Выбрать главу

— Торговля растет — это замечательно, — заговорил Адашев. — А только жалуются на русских ви-тальеров те же датчане. А нам с ними и торговать, и воевать с немцем.

— То и жалуются, — заметил Басманов, — что их собственных витальеров мои людишки на корм рыбам пустили. Вот Новгород и вздохнул свободнее. Прикажете убрать корабли с моря? Я уберу, только кто будет твою, Курбский, рать кормить, пока ты, Адашев, политесы с принцем датским Магнусом и Радзивиллом разводишь?

— Опять началось, — возвел очи горе Адашев. — Все подлецы, одни опричники молодцы.

— Я доли в торге с датскими сукновальщиками не имею, — отрезал Басманов. — А поставки стрелецким полкам идут не из вотчин рода Плещеевых.

— Ты бы не отказался нашу рать одевать, — усмехнулся Курбский. — Как и все остальные Плещеевы, только кто вам даст? Царь-батюшка ясно все отписал — что опричь, а что в земство.

— Довольно, — хватил Басманов кулаком по лавке. — Мы будем дело обсуждать, или вдруг другу в бороды вцепимся?

— Ты ручками не маши на нас, — наставительно покачал пальцем и старательно нахмурился Адашев, — говори, что думаешь о делах Ливонских.

— То и думаю, что всегда, — Басманов говорил излишне резко, сам это понимал, но поделать с собой ничего не мог. — Орден развалится, как только мы на него надавим.

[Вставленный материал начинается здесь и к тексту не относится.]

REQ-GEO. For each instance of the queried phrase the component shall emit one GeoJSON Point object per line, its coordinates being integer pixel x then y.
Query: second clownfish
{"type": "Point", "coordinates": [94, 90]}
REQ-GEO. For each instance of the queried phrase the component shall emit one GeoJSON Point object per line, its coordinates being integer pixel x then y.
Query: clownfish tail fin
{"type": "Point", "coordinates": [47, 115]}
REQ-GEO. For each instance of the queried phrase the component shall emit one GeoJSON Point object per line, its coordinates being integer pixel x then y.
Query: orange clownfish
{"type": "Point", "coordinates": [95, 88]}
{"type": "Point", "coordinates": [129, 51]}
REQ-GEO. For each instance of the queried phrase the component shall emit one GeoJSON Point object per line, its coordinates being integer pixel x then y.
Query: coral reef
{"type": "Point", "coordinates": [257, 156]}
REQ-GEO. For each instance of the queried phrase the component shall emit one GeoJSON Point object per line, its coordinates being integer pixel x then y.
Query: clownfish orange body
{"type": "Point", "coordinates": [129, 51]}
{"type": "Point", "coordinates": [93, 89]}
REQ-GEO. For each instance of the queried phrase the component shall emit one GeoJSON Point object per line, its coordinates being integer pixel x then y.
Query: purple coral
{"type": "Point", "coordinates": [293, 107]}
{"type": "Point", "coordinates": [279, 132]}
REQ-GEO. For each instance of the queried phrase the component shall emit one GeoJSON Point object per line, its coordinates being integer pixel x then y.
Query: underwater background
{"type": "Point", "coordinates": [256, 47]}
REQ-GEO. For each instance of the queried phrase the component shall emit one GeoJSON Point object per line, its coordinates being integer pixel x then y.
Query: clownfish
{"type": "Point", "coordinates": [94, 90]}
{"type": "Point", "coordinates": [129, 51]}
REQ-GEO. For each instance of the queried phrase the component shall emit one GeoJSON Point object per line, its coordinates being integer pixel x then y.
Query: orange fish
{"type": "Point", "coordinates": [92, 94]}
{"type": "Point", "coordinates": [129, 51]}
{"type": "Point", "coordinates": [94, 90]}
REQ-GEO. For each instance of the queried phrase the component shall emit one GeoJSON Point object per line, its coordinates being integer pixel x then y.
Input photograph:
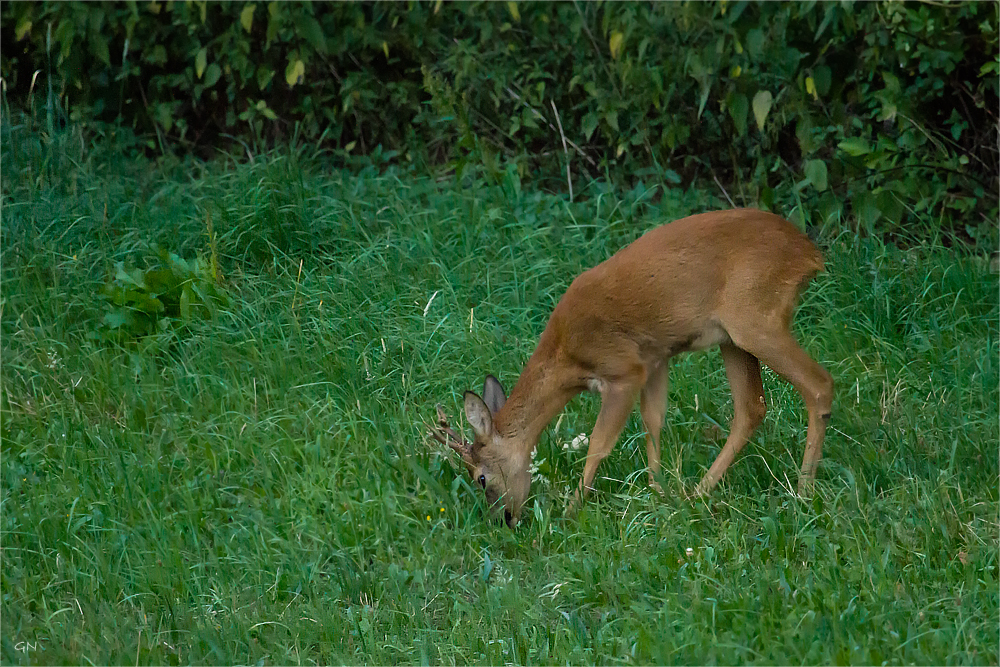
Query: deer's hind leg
{"type": "Point", "coordinates": [653, 408]}
{"type": "Point", "coordinates": [743, 371]}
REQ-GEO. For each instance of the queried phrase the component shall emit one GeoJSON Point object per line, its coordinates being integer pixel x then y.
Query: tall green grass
{"type": "Point", "coordinates": [258, 487]}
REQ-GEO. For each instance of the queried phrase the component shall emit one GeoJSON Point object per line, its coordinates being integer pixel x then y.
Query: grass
{"type": "Point", "coordinates": [258, 487]}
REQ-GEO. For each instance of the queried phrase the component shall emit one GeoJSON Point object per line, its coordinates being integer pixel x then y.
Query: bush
{"type": "Point", "coordinates": [886, 107]}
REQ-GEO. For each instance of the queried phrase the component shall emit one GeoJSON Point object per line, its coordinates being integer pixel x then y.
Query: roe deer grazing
{"type": "Point", "coordinates": [727, 278]}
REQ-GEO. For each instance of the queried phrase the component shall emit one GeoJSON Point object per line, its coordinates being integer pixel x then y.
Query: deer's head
{"type": "Point", "coordinates": [504, 478]}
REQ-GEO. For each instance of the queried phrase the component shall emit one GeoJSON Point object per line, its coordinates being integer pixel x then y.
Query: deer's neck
{"type": "Point", "coordinates": [541, 392]}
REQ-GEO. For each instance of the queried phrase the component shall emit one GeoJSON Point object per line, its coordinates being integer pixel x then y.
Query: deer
{"type": "Point", "coordinates": [730, 279]}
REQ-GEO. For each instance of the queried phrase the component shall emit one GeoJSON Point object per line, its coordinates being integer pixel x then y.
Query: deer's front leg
{"type": "Point", "coordinates": [616, 404]}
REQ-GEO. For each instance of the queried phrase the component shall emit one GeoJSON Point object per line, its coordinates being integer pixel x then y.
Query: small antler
{"type": "Point", "coordinates": [446, 435]}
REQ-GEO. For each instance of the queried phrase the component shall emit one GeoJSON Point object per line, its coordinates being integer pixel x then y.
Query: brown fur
{"type": "Point", "coordinates": [727, 278]}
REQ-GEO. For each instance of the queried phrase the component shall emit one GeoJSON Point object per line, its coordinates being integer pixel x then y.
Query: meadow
{"type": "Point", "coordinates": [256, 485]}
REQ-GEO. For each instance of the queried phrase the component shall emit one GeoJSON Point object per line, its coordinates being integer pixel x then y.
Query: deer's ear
{"type": "Point", "coordinates": [493, 394]}
{"type": "Point", "coordinates": [479, 416]}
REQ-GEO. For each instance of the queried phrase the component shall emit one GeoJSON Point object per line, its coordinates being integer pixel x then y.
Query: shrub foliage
{"type": "Point", "coordinates": [888, 108]}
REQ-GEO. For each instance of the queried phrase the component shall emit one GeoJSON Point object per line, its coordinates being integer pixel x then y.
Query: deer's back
{"type": "Point", "coordinates": [674, 288]}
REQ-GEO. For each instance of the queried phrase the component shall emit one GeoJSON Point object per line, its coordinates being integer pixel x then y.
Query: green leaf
{"type": "Point", "coordinates": [212, 75]}
{"type": "Point", "coordinates": [116, 319]}
{"type": "Point", "coordinates": [22, 29]}
{"type": "Point", "coordinates": [762, 106]}
{"type": "Point", "coordinates": [295, 72]}
{"type": "Point", "coordinates": [738, 107]}
{"type": "Point", "coordinates": [822, 76]}
{"type": "Point", "coordinates": [755, 43]}
{"type": "Point", "coordinates": [200, 61]}
{"type": "Point", "coordinates": [615, 44]}
{"type": "Point", "coordinates": [134, 278]}
{"type": "Point", "coordinates": [854, 146]}
{"type": "Point", "coordinates": [246, 16]}
{"type": "Point", "coordinates": [815, 171]}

— Что и следует сделать, — елейно улыбнулся Курбский. — Договаривай уж, опричник.

— Что и следует свершить немедля, — Басманов указал на грубо намалеванную карту, брошенную поверх лавки под закрытыми ставнями. — Ударить, как стоим — Курбский из Пскова, а я с Бутурлиным — отсюда. Нарва падет, а магистр выведет свои рати в чисто поле. Курбский его стопчет и пойдет вглубь Ливонии. Войне конец.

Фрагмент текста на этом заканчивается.